С тех древних времен и поныне живо это заблуждение; все мы во власти обмана. Люди думают, что Услада осталась с ними на земле, а оно вовсе не так, остались только ее наряд и облик, под которыми скрыта Досада. Ежели ты, читатель, думаешь или предполагаешь иное, ты далек от истины. Хочешь убедиться? Слушай же.

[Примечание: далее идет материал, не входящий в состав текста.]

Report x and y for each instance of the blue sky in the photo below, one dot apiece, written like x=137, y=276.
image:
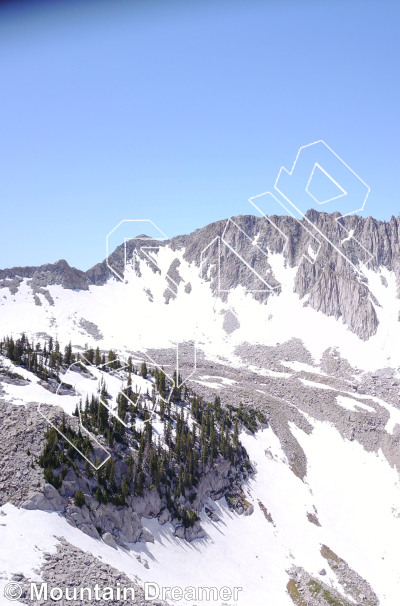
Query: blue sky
x=179, y=112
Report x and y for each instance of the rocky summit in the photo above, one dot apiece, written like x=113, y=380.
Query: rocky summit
x=220, y=409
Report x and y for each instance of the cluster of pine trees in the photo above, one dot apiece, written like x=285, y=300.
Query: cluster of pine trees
x=195, y=433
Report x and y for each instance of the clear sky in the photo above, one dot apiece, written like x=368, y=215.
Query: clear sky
x=180, y=111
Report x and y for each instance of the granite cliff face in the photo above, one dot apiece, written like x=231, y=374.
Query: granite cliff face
x=236, y=252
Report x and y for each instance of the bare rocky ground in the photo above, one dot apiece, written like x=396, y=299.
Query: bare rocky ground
x=289, y=396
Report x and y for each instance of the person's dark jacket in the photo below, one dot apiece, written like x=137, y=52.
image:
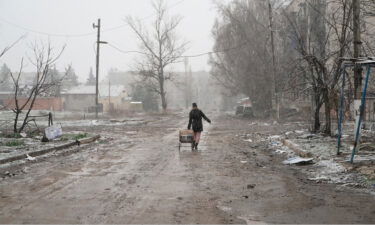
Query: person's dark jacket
x=195, y=119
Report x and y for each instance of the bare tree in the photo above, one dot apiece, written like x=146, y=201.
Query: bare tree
x=7, y=48
x=160, y=48
x=43, y=61
x=242, y=61
x=322, y=36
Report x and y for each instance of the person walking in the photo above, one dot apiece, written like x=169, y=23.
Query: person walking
x=195, y=122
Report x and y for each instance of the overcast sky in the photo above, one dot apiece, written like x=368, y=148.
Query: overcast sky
x=67, y=20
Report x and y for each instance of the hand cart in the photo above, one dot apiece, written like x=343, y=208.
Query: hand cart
x=186, y=136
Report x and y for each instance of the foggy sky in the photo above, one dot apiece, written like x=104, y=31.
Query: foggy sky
x=65, y=20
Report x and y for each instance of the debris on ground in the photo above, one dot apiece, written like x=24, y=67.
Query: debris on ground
x=298, y=160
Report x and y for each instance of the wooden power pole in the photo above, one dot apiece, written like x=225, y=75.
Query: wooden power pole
x=357, y=53
x=357, y=48
x=98, y=42
x=275, y=88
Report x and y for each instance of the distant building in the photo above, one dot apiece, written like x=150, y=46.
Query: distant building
x=113, y=98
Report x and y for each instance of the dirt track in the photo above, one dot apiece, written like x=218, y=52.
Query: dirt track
x=139, y=176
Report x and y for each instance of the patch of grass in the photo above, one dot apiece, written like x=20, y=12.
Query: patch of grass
x=80, y=136
x=13, y=135
x=14, y=143
x=67, y=137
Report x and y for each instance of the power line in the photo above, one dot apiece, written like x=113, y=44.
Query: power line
x=75, y=35
x=183, y=56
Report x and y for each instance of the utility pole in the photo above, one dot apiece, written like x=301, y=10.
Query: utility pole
x=357, y=53
x=98, y=42
x=275, y=89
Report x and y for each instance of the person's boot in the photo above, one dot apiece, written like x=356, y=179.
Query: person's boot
x=192, y=145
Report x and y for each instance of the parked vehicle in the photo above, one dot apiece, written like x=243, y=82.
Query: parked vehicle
x=244, y=108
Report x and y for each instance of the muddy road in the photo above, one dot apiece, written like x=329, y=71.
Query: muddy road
x=136, y=174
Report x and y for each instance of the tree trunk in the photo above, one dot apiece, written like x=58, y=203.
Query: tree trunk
x=15, y=123
x=327, y=109
x=163, y=95
x=316, y=119
x=318, y=105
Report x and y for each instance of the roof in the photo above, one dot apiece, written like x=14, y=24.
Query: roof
x=115, y=90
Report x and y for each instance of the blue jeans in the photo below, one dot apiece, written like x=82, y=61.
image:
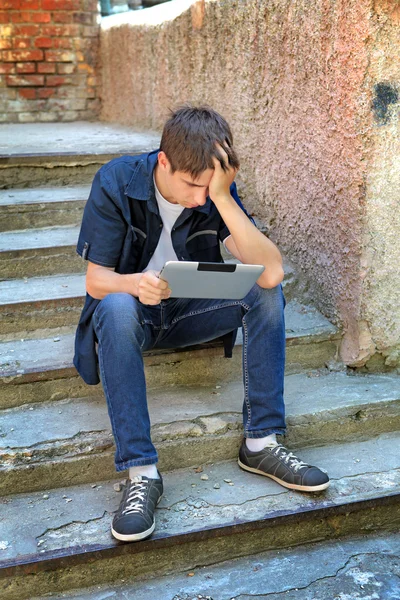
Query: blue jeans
x=125, y=328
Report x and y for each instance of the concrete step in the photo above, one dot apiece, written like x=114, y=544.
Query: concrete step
x=43, y=251
x=60, y=540
x=77, y=151
x=70, y=441
x=333, y=569
x=37, y=303
x=30, y=304
x=42, y=207
x=39, y=369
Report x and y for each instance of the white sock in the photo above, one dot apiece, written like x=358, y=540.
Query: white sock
x=257, y=444
x=147, y=470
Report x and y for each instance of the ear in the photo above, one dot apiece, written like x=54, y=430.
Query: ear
x=163, y=161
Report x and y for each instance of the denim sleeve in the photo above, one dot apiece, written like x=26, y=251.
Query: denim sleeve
x=103, y=227
x=224, y=231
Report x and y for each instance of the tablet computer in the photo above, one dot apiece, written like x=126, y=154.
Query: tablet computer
x=210, y=280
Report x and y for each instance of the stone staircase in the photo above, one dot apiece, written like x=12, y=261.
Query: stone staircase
x=58, y=485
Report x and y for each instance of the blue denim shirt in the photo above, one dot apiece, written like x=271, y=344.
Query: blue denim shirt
x=121, y=227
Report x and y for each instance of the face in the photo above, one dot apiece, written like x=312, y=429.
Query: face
x=179, y=187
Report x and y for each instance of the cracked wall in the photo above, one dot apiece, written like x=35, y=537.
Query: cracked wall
x=311, y=92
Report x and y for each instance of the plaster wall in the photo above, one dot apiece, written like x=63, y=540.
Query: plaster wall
x=295, y=79
x=380, y=270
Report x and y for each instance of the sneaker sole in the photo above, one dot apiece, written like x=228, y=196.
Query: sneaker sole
x=135, y=537
x=291, y=486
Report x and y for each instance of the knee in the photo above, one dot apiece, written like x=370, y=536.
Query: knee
x=270, y=298
x=118, y=310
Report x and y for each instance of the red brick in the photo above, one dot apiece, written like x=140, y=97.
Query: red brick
x=20, y=17
x=46, y=67
x=24, y=80
x=60, y=4
x=84, y=18
x=27, y=30
x=66, y=68
x=6, y=68
x=5, y=44
x=55, y=80
x=90, y=31
x=43, y=42
x=30, y=4
x=62, y=17
x=21, y=43
x=40, y=17
x=26, y=67
x=59, y=56
x=10, y=4
x=61, y=30
x=22, y=55
x=28, y=93
x=45, y=92
x=65, y=43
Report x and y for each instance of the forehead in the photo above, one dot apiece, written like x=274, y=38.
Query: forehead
x=202, y=180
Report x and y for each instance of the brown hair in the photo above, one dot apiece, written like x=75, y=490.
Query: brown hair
x=189, y=137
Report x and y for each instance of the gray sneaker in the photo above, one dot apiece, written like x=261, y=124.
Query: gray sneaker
x=278, y=463
x=134, y=519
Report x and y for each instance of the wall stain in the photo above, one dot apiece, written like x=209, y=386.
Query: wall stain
x=385, y=94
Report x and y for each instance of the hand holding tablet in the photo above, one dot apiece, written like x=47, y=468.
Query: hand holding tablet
x=210, y=280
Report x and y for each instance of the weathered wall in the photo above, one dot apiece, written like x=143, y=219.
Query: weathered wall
x=48, y=59
x=380, y=297
x=296, y=80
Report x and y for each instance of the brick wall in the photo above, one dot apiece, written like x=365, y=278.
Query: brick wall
x=49, y=55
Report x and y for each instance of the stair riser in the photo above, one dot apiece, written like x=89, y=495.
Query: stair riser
x=40, y=262
x=91, y=457
x=41, y=215
x=179, y=368
x=31, y=316
x=36, y=175
x=196, y=550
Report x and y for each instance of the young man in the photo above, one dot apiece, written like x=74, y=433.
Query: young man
x=178, y=203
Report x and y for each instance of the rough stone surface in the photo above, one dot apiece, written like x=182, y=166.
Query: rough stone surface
x=76, y=520
x=315, y=95
x=79, y=139
x=358, y=568
x=72, y=438
x=42, y=207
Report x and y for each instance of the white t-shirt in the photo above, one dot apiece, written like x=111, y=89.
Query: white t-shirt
x=169, y=213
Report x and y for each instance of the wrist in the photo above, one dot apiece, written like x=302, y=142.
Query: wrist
x=223, y=198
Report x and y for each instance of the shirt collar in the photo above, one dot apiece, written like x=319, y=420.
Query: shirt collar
x=141, y=185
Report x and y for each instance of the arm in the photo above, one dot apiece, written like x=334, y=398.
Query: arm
x=246, y=243
x=101, y=281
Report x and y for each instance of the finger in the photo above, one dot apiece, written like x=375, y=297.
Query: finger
x=155, y=282
x=222, y=157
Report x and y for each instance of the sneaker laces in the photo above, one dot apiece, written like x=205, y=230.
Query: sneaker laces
x=136, y=496
x=289, y=458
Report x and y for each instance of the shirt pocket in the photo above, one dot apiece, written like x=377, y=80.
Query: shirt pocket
x=132, y=249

Вообрази себе празднества, увеселения, пирушки, пляски, музыку, утехи и забавы – все, к чему тебя влечет, – и нарисуй все это таким прекрасным, каким только пожелаешь. Я спрошу тебя, куда идешь, и ты можешь с гордостью ответить мне: «На празднество наслаждения». От души пожелаю, чтобы ты испытал его. Ведь там роскошно цветут сады, журчат серебристые ручейки, фонтаны рассыпают бисер и жемчуг, веселя душу. Но скажи, удалось ли тебе попировать так, чтобы солнце не палило и ветер не дул? Удовлетворил ты свои желания и повеселился всласть? Встретили тебя радушно и ласково? Ведь нет такого наслаждения, к коему не примешалась бы досада. А ежели и обошлось без неприятности, то, когда вернешься домой и ляжешь в постель, непременно будешь чувствовать себя утомленным, запыленным, потным, пресыщенным, простуженным или сердитым, впадешь в меланхолию или захвораешь, а то и вовсе с ума сойдешь либо помрешь. Тягчайшие беды нас постигают как раз среди величайших удовольствий, кои обычно лишь преддверие и канун слез. Нет, даже кануном их не назову; между радостью и слезами не пройдет и ночи, но тут же, в самом разгаре своего поклонения Усладе, ты прольешь слезы – на больший срок тебе не поверят. Ну как? Теперь признаешь, что тебя обманула одежда богини и ослепила ее личина? Ты-то думал, будто там Услада, а это всего лишь ее облачение, в котором скрыта Досада. Теперь тебе ясно, что на земле нет услады и что истинная услада лишь в небесах? Итак, в ожидании небесной не ищи земной.
Как я радовался, уходя из дому! Мне чудилось столько услад, что даже думать о них было сладостно. Мне мерещился апрель и цветущие сады, но я не думал об августе и сборе плодов, о том, что в сих садах я стану добычей страстей; мне рисовались широкие, ровные дороги, а не то, что доведется брести по ним, изнемогая от усталости; меня манили яства и вина в харчевнях и постоялых дворах, но, незнакомый с нравами корчмарей, я забыл, что кормят там не даром, а яства подают вроде тех, о которых я уже рассказывал; меня веселило разнообразие и великолепие мира – птицы, животные, горы, леса, селения, будто все это мне так и поднесут на блюдечке.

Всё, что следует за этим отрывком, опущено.